Leroy, Wow...you said some really insightful things. Maybe you've articulated - quite clearly actually - why I haven't cut him off entirely. You know, it sometimes takes someone else, with a little distance, to put things into perspective. THANK YOU!

5:48 PM  
Blogger Unknown said...

"it's like waking up with a hangover and finding lots of ugly guys in your bed"


I can't believe you said that, that is fucking beautiful

5:24 PM  
Blogger Celera said...

Anger, grief -- you have to do both, and in whatever order they come to you. I know what you mean, you can't just repress these feelings, you sort of have to let them run their course. God knows I tried long enough to just detach myself from every sort of feeling about my narcissistic mother. It's not enough though. You don't have to dwell on anger or grief or pain -- you don't have to nurture it and hide in it and make your whole life about it. Some people make that mistake. You have to let it run through you so you can come out the other side eventually.

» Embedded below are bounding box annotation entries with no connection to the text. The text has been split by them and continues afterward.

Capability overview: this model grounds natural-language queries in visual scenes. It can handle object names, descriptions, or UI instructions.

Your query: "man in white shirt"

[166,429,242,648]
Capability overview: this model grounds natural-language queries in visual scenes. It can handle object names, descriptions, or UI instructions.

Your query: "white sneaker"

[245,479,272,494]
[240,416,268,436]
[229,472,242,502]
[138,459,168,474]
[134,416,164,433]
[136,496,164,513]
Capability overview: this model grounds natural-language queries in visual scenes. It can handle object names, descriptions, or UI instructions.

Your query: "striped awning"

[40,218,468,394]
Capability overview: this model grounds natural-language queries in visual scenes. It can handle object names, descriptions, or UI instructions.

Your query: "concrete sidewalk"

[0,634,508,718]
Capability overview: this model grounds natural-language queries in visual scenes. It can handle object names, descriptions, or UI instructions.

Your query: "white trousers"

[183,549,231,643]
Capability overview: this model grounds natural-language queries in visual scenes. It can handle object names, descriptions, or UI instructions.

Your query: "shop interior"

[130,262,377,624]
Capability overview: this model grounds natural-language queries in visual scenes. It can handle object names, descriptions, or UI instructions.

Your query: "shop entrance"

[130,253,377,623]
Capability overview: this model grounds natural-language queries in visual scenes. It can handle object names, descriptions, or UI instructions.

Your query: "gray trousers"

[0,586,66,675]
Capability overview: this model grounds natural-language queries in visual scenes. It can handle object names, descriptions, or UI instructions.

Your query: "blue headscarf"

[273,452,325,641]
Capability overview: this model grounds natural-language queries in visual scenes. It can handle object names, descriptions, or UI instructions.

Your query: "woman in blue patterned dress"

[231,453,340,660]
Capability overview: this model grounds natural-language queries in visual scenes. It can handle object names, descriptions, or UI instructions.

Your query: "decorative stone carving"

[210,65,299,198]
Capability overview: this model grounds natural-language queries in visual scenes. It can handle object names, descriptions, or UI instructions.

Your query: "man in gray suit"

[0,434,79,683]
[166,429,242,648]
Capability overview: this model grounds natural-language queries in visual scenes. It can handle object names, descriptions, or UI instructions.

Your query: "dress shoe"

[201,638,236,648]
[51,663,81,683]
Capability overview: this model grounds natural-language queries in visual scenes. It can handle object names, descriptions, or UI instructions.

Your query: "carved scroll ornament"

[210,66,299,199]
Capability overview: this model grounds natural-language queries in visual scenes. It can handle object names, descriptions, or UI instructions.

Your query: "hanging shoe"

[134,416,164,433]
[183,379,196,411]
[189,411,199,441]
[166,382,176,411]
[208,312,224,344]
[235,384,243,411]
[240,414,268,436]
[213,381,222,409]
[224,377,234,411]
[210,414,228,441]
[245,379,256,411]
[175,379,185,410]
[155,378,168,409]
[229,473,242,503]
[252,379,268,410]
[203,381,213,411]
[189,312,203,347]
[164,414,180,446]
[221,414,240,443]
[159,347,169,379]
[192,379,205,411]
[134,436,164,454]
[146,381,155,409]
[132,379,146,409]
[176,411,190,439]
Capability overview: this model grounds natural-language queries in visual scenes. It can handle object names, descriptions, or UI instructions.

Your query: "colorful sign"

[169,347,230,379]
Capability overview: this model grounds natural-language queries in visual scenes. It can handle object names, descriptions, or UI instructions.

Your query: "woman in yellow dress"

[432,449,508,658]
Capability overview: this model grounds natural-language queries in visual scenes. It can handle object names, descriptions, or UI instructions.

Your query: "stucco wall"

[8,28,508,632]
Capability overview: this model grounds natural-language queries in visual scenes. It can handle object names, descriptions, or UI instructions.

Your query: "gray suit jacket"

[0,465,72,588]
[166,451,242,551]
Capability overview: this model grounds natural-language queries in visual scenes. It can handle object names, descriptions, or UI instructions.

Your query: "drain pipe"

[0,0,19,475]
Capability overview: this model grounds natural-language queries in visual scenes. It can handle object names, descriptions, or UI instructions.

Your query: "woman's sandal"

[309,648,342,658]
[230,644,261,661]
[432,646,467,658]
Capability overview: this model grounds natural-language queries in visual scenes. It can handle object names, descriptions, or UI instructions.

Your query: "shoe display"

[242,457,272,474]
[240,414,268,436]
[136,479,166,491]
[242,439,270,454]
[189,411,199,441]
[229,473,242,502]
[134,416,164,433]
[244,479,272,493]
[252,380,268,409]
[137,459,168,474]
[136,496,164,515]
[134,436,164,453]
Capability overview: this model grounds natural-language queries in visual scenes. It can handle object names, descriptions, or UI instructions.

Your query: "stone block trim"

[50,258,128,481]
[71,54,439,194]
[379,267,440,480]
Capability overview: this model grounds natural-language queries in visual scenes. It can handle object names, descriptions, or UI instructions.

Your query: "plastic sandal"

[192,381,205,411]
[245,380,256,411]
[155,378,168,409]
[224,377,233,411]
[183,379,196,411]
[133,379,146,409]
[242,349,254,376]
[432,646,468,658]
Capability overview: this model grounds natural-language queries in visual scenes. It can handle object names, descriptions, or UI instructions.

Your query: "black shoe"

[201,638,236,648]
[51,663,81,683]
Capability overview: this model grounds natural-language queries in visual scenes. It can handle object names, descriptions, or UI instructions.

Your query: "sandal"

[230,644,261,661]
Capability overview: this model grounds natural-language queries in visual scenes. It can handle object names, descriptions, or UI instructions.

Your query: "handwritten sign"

It's really tough, I know.

10:40 AM  
Blogger Andie D. said...

Thank you for this post. I've dealt with a narcissistic father AND sister. The adad is out of the picture completely. I stopped conforming, and he couldn't handle it. My asis is in and out of the picture.

I might need to allow myself to grieve the loss too. I'm not sure I've allowed myself to really think that my sister should be out of my life. She's the only one in my afamily with whom I still have contact. Somewhere in the back of my mind, I think that if I just tell her my truth in the right way, she'll apologize and all will be right.

Ha. Hasn't happened in 34 years, why would it happen now?

(((Nina)))

6:52 AM  
Anonymous Anonymous said...

I maintain a "relationship" (HA) with my mom for me. I call the shots now though so the communication is brief. My mom doesn't have much use for me since I don't feed her what she needs. Your dad is in the same age and health boat as my mom. At this stage in the game maybe maintaining the connection is something we do for ourselves just so we can say we did? Who knows. The choices suck.
Sigh.....
(((Nina)))

3:36 PM  
Blogger Nina said...

Hee, hee...writing IS fun sometimes! Thank you, Joy!

Julie, Your comment couldn't have been more perfectly timed. Will use your quote in my next post.

Andie: One narcissist is bad enough, but TWO? There's always that hope isn't there? That if we stick up for ourselves they will see the light. But they are simply not capable. But I understand your reluctance though - with your sister - sometimes we need certain connections...the trick is managing them.

MIA wrote: "Maybe maintaining the connection is something we do for ourselves just so we can say we did? Who knows. The choices suck."

I think so, too, Mia. Society and family has also trained us to RESPECT our elders and to take care of them when they age. But it's a blind sort of respect that doesn't take into account that these now elderly people may have neglected or abused their children so may not be worthy of respect or the kind of support and attention others receive.